The character of Colonel Weston had originally appeared in Peril at End House and makes reference to that case upon his first appearance, in Chapter 5. Minor character Mrs Gardener is herself an admirer of Poirot's exploits and refers to the case of Death on the Nile in Chapter 1 of this novel.

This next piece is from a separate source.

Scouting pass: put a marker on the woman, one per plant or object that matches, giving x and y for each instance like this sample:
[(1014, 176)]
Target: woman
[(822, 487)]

The title refers to Ecclesiastes 6:1, which reads, "There is an evil that I have seen under the sun, and it lies heavy upon humankind." (New Revised Standard Version of the Bible) Ecclesiastes 6:2 continues, "those to whom God gives wealth, possessions, and honor, so that they lack nothing of all that they desire, yet God does not enable them to enjoy these things, but a stranger enjoys them. This is vanity; it is a grievous ill."

==Media adaptations==
===Radio===
John Moffatt starred as Poirot in a 1998 five-part BBC Radio 4 adaptation directed by Enyd Williams with a cast that included Iain Glen as Patrick Redfern, Fiona Fullerton as Arlena Marshall, Robin Ellis as Captain Marshall, Wendy Craig as Mrs Gardener, George Baker as Colonel Weston, and Joan Littlewood as Miss Brewster.

===1982 film===

The novel was adapted into a film in 1982, and was the second film to star Peter Ustinov as Poirot, after his debut in the same role in the 1978 film Death on the Nile. His co-stars included Maggie Smith, Diana Rigg, Denis Quilley, Roddy McDowall, James Mason, and Sylvia Miles.

===Television===
====Agatha Christie's Poirot====
An adaptation of the novel was made for Agatha Christie's Poirot in 2001, starring David Suchet as Hercule Poirot. Filming for this episode mainly took place at the Burgh Island Hotel, Devon, a location which was inspiration for the original novel and And Then There Were None.

====French adaptation====
The novel was adapted as a 2019 episode of the French television series Les Petits Meurtres d'Agatha Christie.

===Video game===

On 17 October 2007, The Adventure Company released a PC game adaptation of the book, which features actor Kevin Delaney as Hercule Poirot. This version includes the character of Captain Hastings as the player-character; as a game, Poirot re-creates the story, but allows Hastings to step into Poirot's shoes and solve the mystery as he would.

==Publication history==
- 1941, Collins Crime Club (London), June 1941, Hardback, 256 pp, price (before decimalisation) 7/6
- 1941, Dodd Mead and Company (New York), October 1941, Hardback, 260 pp, price $2.00
- 1945, Pocket Books (New York), Paperback, 183 pp (Pocket number 285)
- 1957, Fontana Books (Imprint of HarperCollins), Paperback, 189 pp
- 1963, Pan Books, Paperback, 217 pp
- 1971, Ulverscroft Large-print Edition, Hardcover, 362 pp
- 2008, Poirot Facsimile Edition (Facsimile of 1941 UK First Edition), HarperCollins, 1 April 2008, Hardback; ISBN 0-00-727455-6
- 2011, Hercule Poirot Mysteries series (Book 23), William Morrow Paperbacks, 30 August 2011, trade paper ISBN 978-0062073938

The book was first serialised in the US in Collier's Weekly in eleven parts from 14 December 1940 (Volume 106, Number 24) to 22 February 1941 (Volume 107, Number 8) with illustrations by Mario Cooper.

==References in other media==
- In The Martian, a novel by Andy Weir, protagonist Mark Watney spends Sol 482 reading Evil Under the Sun, incorrectly believing Linda Marshall is the murderer.